LeBron y los Lakers se dejan las buenas sensaciones en Orlando

A muchos aficionados de los Lakers la pista de Orlando Magic les traerá recuerdos del anillo ganado en 2009, el penúltimo de la franquicia (que sigue viendo el próximo muy lejos) hasta ahora. Pero poco a poco, y de forma no muy claramente percibida, el paso por Florida se está convirtiendo en una asignatura maldita para los angelinos que, con esta última derrota (130-117) acumulan 10 partidos perdidos de los últimos once en Orlando: once temporadas ya con una sola victoria allí, que fue irónicamente con Dwight Howard, cacareado ex de los Magic, a bordo.

Pero no se trata solo de maldiciones: los Lakers se dejaron en L.A. la mejora defensiva que les había propulsado hasta el 8-6 (ahora 8-7) con cuatro victorias seguidas. Para los Magic todo fue bien: Aaron Gordon, que era duda hasta últimisima hora, pudo jugar. Después, su ataque caló sin problemas en la terrible defensa rival del pick and roll… y es ya un 8-7 con seis victorias en los últimos ocho partidos. Ya han ganado a Spurs, Celtics, Sixers y Lakers. Y Steve Clifford está haciendo lo que hace Steve Clifford: poner a su equipo a jugar con seriedad, concisión y principios sencillos pero eficaces mientras maduran Jonathan Isaac (esta vez, 5 tapones en 12 minutos) y Mo Bamba (8 puntos en 15).

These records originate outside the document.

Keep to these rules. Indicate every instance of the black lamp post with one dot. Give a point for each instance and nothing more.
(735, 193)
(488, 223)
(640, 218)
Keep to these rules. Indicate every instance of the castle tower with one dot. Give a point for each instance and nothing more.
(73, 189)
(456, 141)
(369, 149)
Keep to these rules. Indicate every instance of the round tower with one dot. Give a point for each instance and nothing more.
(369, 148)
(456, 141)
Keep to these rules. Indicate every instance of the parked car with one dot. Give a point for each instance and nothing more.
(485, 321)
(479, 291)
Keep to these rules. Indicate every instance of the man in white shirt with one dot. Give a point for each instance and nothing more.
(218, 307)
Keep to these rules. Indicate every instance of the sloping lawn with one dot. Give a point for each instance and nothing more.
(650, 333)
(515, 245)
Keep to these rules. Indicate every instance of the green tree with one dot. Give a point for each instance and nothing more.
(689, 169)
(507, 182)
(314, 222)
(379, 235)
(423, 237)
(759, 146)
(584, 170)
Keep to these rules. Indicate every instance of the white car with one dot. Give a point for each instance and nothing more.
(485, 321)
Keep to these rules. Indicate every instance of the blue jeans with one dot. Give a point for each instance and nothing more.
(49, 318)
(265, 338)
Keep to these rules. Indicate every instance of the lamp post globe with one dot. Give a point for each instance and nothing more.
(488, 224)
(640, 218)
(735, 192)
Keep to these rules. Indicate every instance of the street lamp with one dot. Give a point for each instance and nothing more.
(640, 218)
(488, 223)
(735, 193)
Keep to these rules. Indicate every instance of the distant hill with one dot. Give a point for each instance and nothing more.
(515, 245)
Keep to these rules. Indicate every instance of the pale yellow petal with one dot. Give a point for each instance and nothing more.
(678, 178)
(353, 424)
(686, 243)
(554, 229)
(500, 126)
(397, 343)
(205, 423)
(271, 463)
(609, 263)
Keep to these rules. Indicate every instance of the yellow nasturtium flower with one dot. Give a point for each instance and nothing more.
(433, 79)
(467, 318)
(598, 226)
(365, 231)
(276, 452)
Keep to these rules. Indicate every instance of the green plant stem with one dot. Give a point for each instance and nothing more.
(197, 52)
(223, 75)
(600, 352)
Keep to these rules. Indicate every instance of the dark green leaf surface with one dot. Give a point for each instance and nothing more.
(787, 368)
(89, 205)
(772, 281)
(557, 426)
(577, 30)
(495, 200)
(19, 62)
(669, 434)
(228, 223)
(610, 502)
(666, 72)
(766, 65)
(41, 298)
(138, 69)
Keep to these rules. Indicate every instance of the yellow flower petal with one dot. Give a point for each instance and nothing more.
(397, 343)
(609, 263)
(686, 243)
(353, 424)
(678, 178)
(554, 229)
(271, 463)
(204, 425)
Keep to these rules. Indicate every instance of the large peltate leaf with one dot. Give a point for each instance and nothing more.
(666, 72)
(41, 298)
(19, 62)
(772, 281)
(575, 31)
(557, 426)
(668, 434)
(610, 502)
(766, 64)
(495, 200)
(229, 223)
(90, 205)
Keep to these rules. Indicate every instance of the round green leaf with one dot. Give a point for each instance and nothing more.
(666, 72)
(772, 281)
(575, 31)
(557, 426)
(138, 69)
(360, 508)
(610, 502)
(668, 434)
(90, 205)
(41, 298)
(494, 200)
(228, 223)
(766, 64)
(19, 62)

Los Lakers solo jugaron en el primer cuarto… en gran cuarto porque los Magic fallaron los triples abiertos que llegaron en cascada en el segundo. En el tercer parcial se vieron ya rotos (95-75) y el último amago de reacción tras los puntos de la segunda unidad (115-105 con casi cinco minutos por jugar) lo controló Vucevic con 8 puntos seguidos para 24 en la segunda parte y 36 totales con 13 rebotes. Uno de los grandes beneficiados de la llegada de Clifford, el pívot se alimentó a sus anchas ante las indicesiones groseras de los Lakers tras los bloqueos, que también dieron alas a DJ Augustin (22 puntos, 7 asistencias).

Después de jugar un partido extraordinario ante los Blazers, LeBron James cayó hasta el 22+4+7 con un 8/19 en tiros, y finalmente guardó fuerzas (26 minutos solo) para el regreso, hoy y en back to back, a Miami, donde ganó dos anillos y se trasnformó como jugador y como persona. Los suplentes (Stephenson, Hart, Caldwell-Pope) estuvieron bien en ataque pero no hubo rastro de la defensa de Tyson Chandler (primera derrota desde su llegada). Brandon Ingram estuvo bien (17+6+7) pero fue un día horrible de cara al aro de Lonzo Ball (no anotó: 0/5 en tiros) y un Kyle Kuzma que anotó 8 puntos con un 3/10 y en sus últimos dos partidos lleva 15 con 18 lanzamientos. Los Lakers necesitarán más, mucho más, ante Spoelstra y sus ultra trabajadores Heat. Los Magic están mucho mejor de lo que los imaginábamos a estas alturas.